It doesn’t matter how old you are, we all go through seasons where we feel that getting older is an enemy of opportunity – the best is somehow providentially reserved for the young. I no longer believe that. I don’t think God is hung up with our age, as we sometimes are. More and more I am realizing that God does not solely reserve His best ideas, creativity and abilities for the younger generation. I am certain they are available to anyone passionate and faithful to bring it to their generation and those to come. It’s about His purposes being fulfilled, and we each have a small part in it. Having a right mind when it comes to how we think about life and aging becomes very important, at least it is to me.

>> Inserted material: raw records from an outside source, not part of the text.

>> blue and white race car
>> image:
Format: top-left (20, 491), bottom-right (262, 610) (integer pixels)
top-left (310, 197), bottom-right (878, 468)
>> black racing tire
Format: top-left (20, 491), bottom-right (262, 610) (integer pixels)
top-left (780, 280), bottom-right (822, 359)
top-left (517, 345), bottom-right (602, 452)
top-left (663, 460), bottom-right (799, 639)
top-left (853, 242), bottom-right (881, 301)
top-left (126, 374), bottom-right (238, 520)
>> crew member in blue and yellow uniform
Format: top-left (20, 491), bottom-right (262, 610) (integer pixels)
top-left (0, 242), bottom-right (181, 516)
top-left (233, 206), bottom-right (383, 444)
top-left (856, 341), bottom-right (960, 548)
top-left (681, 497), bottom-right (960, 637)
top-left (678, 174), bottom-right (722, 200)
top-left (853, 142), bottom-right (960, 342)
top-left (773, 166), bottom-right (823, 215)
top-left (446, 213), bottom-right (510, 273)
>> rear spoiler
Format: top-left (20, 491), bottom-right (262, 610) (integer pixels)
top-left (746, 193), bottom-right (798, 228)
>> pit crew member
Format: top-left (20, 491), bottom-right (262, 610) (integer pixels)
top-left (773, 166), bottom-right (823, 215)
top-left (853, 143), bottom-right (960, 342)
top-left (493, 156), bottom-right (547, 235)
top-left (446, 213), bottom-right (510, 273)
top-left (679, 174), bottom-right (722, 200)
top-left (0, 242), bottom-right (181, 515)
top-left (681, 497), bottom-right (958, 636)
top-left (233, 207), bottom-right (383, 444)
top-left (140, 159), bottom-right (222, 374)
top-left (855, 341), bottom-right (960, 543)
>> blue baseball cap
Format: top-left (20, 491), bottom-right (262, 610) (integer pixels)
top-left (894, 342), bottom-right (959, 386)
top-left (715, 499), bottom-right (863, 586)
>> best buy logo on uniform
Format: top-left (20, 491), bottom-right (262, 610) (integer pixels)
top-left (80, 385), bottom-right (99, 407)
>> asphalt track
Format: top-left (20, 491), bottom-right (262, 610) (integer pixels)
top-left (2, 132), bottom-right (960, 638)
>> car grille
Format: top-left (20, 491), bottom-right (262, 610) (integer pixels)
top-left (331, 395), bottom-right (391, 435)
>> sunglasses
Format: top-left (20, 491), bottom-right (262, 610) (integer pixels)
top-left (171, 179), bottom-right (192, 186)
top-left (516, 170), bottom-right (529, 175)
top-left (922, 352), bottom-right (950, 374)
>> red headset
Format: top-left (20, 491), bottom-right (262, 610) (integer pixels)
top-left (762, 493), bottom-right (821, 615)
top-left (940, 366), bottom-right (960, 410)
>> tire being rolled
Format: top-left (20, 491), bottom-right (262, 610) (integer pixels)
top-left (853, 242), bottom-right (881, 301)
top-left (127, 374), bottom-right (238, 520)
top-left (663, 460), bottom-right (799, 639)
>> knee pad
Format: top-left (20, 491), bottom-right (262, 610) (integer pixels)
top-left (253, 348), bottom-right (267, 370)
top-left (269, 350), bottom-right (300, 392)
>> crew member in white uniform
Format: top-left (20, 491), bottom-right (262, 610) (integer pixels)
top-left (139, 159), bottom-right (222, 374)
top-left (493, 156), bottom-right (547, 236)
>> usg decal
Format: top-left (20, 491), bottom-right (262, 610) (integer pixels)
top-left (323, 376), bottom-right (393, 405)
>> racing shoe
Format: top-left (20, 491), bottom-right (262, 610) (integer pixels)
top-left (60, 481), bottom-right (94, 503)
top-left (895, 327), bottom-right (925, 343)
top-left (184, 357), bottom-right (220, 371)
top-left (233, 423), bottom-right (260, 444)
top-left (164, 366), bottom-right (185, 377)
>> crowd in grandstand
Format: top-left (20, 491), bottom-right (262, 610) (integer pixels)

I want to be faithful to serve God with a youthful heart.
Psalm 103:5 HCSB “He fills my life with good things. My youth is renewed like the eagle’s!
I found this poem that has really inspired me to think differently. It was penned many years ago by Samuel Ullman. Thought you might enjoy it too…
Youth
“Youth is not a time of life; it is a state of mind; it is not a matter of rosy cheeks, red lips and supple knees; it is a matter of the will, a quality of the imagination, a vigor of the emotions; it is the freshness of the deep springs of life.
Youth means the temperamental predominance of courage over timidity, of the appetite for adventure over the love of ease. This often exists in a man of sixty more than a boy of twenty. Nobody grows old merely by a number of years. We grow old by deserting our ideals.
Years may wrinkle the skin, but to give up enthusiasm wrinkles the soul. Worry, fear, self-distrust bows the heart and turns the spirit back to dust.
Whether sixty or sixteen, there is in every human being’s heart the lure of wonder, the unfailing childlike appetite of what’s next, and the joy of the game of living. In the center of your heart and my heart there is a wireless station; so long as it receives messages of beauty, hope, cheer, courage and power from men and from the Infinite, so long are you young.
When the aerials are down, and your spirit is covered with snows of cynicism and the ice of pessimism, then you are grown old, even at twenty, but as long as your aerials are up, to catch waves of optimism, there is hope you may die young at eighty.”